Updated at: Sat, 14 Sep 2024 02:01:46 GMT

Nutrition balance score

Good
Glycemic Index
51
Low
Glycemic Load
30
High

Nutrition per serving

Calories705.3 kcal (35%)
Total Fat31.8 g (45%)
Carbs59.3 g (23%)
Sugars9.8 g (11%)
Protein39.4 g (79%)
Sodium591.5 mg (30%)
Fiber5.5 g (20%)
% Daily Values based on a 2,000 calorie diet

Instructions

Step 1
First you’ll want to take your roast out of the fridge and let the chuck roast come to room temperature.
Step 2
Next, sear the roast. Add the butter to a cast iron or heavy bottom pan over medium high heat and let it melt.
Step 3
Cut the roast into 3 pieces.
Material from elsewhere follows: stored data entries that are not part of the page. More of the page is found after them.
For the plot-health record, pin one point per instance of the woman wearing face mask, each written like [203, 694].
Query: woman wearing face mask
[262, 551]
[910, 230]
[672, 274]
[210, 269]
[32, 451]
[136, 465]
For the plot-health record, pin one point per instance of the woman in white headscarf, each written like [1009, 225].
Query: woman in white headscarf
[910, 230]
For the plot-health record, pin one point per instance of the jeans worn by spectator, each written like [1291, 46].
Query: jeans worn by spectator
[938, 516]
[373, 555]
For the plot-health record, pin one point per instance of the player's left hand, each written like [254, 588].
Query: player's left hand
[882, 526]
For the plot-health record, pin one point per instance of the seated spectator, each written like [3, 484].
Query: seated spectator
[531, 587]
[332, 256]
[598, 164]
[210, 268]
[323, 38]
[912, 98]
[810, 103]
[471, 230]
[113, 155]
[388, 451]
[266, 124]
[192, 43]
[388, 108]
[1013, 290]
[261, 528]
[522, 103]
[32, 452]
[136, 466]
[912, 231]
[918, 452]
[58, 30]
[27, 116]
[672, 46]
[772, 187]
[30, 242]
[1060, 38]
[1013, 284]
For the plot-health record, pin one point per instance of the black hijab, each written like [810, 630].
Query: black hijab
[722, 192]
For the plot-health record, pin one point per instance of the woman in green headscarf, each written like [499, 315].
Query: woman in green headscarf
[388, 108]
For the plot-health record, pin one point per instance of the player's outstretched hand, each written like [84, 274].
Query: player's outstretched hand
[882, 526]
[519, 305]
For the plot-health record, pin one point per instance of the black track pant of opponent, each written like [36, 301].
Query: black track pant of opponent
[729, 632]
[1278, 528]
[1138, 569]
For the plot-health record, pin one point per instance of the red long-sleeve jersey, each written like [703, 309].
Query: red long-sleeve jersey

Salt and pepper each side of each piece of roast.
Step 4
When the butter is sizzling place the beef in the pan and sear 1-2 minutes on all sides.
Step 5
Meanwhile, add flour to a shallow dish with more salt and pepper to taste.
Step 6
When the roast pieces are fully seared remove from the pan and place in the flour bowl, dust each side of each piece of roast and add them to the crockpot.
Step 7
Turn the heat down to medium on the pan. Add the onion, celery, garlic, and carrots to the pan and cook 3 minutes until they begin to soften. Pour in 1/2 cup of beef broth while scraping the brown bits off the bottom of the pan. Pour the all of the veggies and liquid into the crockpot.
Step 8
Then, pour in the full can of crushed tomatoes, beef broth, wine, tomato paste, and all seasonings to the crockpot.
Step 9
Cover and cook on low 8-10 hours.
Step 10
When it’s finish, remove the garlic cloves and bay leaves. Shred the beef in the crock pot and serve over noodles with the broth. Top with fresh parmesan cheese and parsley. Enjoy!